The simplified view we now take is this -
- Foundation - the feature belongs here if it’s absolutely abstracted away from the specific project, such that it can - without any further modification - be dropped into another project.
- Feature - most all features belong in this layer
- Project - there should be absolutely minimal amounts of code in this layer, the majority of the content of this layer should be configuration and serialisation objects
Furthermore, we have made the decision that foundation layer projects should have no UI elements, there should be no styling or views (renderings) contained in any foundation layer projects.
Our approach to handling markup views is still evolving, see the Future section at the end of this article.
The base Habitat install didn’t really pay much attention to how front-end developers are meant to work with Helix solutions.
We use webpack across most of our projects. The default gulp task we have (initiated by simply running
There has been some chatter around Sitecore moving to .NET Core, so hopefully, in the near future, we will not be constrained to Windows for developing and running Sitecore applications.
We rely heavily on the use of Git submodule for sharing Foundation layer projects between solutions and for unifying the build scripts.
Git submodules allow us to target specific versions of a Foundation project based on a commit, leveraging the way the submodule mechanism works in Git. This allows us to ensure that changes introduced to one solution won’t adversely affect other solutions until fully tested and verified.
With the advances in the C# project file format where package references can be added to .csproj files (rather than using packages.config), we are able to build submodules that target multiple versions of Sitecore simultaneously.
We have developed a CLI package to simplify common tasks involved with Helix projects, such as creating new projects and importing common projects.
If you need to add a new feature layer project, instead of manually constructing the project in Visual Studio you can simply run
yarn helix new feature MyFeature (or
npm, if you prefer).
Coupled with the CLI is a module repository of well-known community-based modules.
We have come a long way since we started exploring the Helix architecture for Sitecore projects and have learnt a lot. There are still many more advancements we would like to make to have an even more streamlined development process and an efficient, effective client experience.

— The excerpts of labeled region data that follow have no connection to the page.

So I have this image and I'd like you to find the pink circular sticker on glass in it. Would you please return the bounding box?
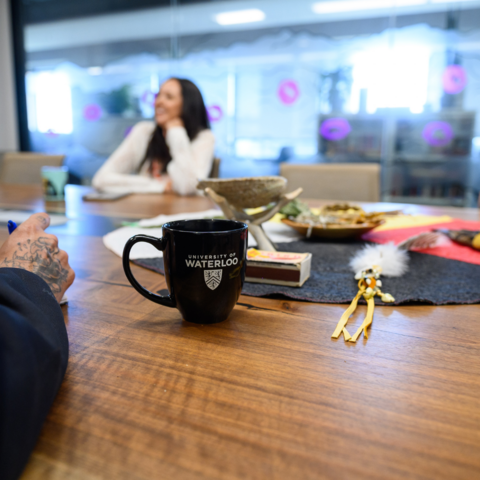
[277,80,300,105]
[83,103,102,122]
[422,122,453,147]
[207,105,223,122]
[141,90,157,107]
[442,65,467,95]
[320,118,352,142]
[45,128,58,138]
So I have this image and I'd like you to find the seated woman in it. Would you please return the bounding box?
[92,78,215,195]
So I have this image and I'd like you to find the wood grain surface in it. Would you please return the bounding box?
[0,187,480,480]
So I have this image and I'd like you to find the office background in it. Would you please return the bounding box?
[0,0,480,206]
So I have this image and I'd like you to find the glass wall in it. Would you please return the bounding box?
[20,0,480,206]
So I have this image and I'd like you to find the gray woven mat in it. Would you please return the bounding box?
[134,240,480,305]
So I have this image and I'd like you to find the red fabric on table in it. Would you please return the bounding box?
[362,219,480,265]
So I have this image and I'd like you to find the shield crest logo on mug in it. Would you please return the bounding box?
[203,270,222,290]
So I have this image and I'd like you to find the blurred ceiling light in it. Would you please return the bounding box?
[312,0,430,13]
[430,0,475,3]
[87,67,103,75]
[214,8,265,25]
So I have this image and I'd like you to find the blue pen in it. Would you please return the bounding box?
[7,220,17,235]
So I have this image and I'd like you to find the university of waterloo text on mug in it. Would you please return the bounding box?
[123,220,248,324]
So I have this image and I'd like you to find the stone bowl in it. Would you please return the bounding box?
[197,176,287,209]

A few of the future enhancements we will likely explore are discussed below.
The build and package process we currently use involves building the entire Visual Studio solution (.sln), then iterating through all foundation, feature and project layer projects then copying their App_Config, binaries, views, etc… (n.b. this differs from the base Habitat process where it utilises Web Deploy as discussed previously). We will investigate creating a single entry point C# project that makes reference to all projects used in the solution then taking the binary output from only that project. This should optimise build times and help resolve stray reference violations
When front-end developers are tasked with working on Sitecore projects, there is always a steep setup cost involved, on newer projects with the discussed enhancements that cost has been drastically improved, but on some legacy projects, setup times can exceed a day to just get the project running. We would like to find a way where starting work on a project is as simple as running a single command and having a full Sitecore environment ready to work on. With Sitecore’s alleged move towards .NET Core this could be achieved by using Docker, but in the interim, we will investigate hypervisor tools such as Parallels, Hyper-V and VirtualBox.